そして、そこに描かれていたものは・・・。

かりん「ハートの、クィーン!?」

かれん「どうして・・・?」

かれんのPDAであるクィーンは、今も毛布に包まれてロッカーの中に置いてある。それは間違いない。

かりん「クィーンが2つ・・・?」

自らが犯した過ちを受け入れたくないのだろう。思考は空転しながらあっちの方向へとズレていく。

かりん「これは、まさか・・・JOKER!?」

ルールを必死で思い出していく内、思いついた考えがそれだった。

かりん「でも、ルールには確か・・・」

もう一度ルールの4番を反芻して、次第に表情が強張っていく。

【このPDAをコネクトして判定をすり抜けることはできず、また、解除条件にPDAの収集や破壊があった場合にもこのPDAでは条件を満たすことができない】

かりん「JOKERは直接首輪に差し込んで解除する事は出来ない。破壊や収集もカウントされない。けれど・・・」

―――けれど、クィーンの殺害に関しては何も記述がない・・・。

その答えに行き着いた瞬間、緊張して凝り固まっていた身体が、とたんに崩れだす。

かれん「お姉ちゃん・・・」

すると、すぐ傍にいたかれんと目が合う。妹の無事な姿。そして今の自分の血塗れの姿を見られた事に、かりんの心は大きく揺さぶられた。
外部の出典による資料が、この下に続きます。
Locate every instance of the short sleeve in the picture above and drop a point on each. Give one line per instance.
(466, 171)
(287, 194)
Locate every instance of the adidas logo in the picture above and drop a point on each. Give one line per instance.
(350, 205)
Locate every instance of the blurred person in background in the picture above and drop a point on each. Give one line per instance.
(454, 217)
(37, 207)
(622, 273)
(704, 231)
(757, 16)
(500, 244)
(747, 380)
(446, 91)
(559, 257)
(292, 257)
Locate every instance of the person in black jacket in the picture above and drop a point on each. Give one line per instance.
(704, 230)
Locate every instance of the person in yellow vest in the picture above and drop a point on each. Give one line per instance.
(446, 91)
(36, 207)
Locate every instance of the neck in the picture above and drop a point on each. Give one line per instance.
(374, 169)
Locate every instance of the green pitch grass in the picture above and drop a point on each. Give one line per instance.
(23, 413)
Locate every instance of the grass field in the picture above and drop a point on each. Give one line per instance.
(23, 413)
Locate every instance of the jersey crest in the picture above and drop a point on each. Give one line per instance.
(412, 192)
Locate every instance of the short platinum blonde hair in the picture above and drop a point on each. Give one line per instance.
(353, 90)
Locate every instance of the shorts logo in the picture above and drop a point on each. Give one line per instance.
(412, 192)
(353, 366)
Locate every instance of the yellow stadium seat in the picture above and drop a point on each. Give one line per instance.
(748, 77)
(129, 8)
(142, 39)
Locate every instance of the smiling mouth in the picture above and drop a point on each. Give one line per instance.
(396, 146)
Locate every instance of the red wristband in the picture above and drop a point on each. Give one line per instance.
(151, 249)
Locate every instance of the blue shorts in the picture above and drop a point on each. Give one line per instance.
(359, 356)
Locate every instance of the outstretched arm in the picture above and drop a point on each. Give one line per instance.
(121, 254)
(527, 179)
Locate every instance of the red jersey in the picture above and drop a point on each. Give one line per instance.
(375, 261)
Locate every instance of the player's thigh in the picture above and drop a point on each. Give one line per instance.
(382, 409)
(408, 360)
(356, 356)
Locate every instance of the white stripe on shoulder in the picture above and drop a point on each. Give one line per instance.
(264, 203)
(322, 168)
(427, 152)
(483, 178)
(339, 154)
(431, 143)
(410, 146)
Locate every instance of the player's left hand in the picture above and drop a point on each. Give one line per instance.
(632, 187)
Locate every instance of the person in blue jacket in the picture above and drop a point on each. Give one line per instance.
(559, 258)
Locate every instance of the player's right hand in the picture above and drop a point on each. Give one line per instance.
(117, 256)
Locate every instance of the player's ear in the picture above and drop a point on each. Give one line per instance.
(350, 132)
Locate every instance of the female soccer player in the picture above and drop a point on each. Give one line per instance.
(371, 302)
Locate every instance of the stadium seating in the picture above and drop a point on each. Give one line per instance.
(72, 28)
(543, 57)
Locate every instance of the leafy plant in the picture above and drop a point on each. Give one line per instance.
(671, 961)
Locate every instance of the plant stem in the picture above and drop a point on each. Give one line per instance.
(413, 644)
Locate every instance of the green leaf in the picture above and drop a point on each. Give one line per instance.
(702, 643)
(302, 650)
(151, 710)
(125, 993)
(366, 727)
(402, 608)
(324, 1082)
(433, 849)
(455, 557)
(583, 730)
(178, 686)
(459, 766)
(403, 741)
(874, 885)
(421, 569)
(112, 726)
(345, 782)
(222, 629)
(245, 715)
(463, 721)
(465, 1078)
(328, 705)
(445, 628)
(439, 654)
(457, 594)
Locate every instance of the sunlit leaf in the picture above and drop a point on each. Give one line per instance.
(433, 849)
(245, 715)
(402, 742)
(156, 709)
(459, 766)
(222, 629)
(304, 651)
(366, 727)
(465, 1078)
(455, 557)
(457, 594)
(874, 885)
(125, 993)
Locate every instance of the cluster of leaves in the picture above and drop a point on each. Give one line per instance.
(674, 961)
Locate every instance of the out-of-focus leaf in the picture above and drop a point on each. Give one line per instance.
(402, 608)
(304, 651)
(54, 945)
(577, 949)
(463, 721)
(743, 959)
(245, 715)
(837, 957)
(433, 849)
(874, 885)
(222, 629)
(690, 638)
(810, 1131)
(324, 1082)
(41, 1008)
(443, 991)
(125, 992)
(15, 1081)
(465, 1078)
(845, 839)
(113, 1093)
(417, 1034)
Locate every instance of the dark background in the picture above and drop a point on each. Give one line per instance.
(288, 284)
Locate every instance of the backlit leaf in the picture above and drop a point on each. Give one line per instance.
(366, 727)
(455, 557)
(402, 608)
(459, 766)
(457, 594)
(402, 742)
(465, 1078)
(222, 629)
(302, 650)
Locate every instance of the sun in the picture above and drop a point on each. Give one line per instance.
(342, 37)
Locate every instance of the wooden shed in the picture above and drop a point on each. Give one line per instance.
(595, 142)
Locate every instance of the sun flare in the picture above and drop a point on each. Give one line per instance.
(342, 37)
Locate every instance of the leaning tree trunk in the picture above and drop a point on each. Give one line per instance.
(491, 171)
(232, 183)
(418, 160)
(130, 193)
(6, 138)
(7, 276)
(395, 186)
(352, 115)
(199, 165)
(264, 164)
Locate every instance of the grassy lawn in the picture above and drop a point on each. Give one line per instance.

かりん「!かれんっ!?わ、私!私、人を殺しちゃった!私、人殺し・・・!」

うろたえるかりんに対し、かれんは意を決したかのように、かりんに近づき、そしてギュッと再び抱擁した。

嗚咽を交えながら罪の意識に押しつぶされそうになるかりん。それを全部受け止めようとするかれん。

かれん「私が銃で撃ったから、私が殺したの。・・・だからお姉ちゃんは何も悪くないの」

かりん「で、でもっ!?私は、かれんは・・・!」

それでも人殺しである事に変わりは無い。どちらにしても嫌だと訴えるかりんを、強く抱きしめる。

かれん「お姉ちゃんのした事は、私がした事でもあるの。・・・だから一緒に帰ろう。それで一緒に罪を償おう。ね、お姉ちゃん」

それはこれからも共に歩んでいこうという約束。それは、折れて砕け散りそうなかりんの心に、一筋の光が見えた気がした。

共に同じ罪を背負ってくれる妹が居る。そう、かりんの首輪が外れた事で、妹と一緒に帰ることが出来るのだ。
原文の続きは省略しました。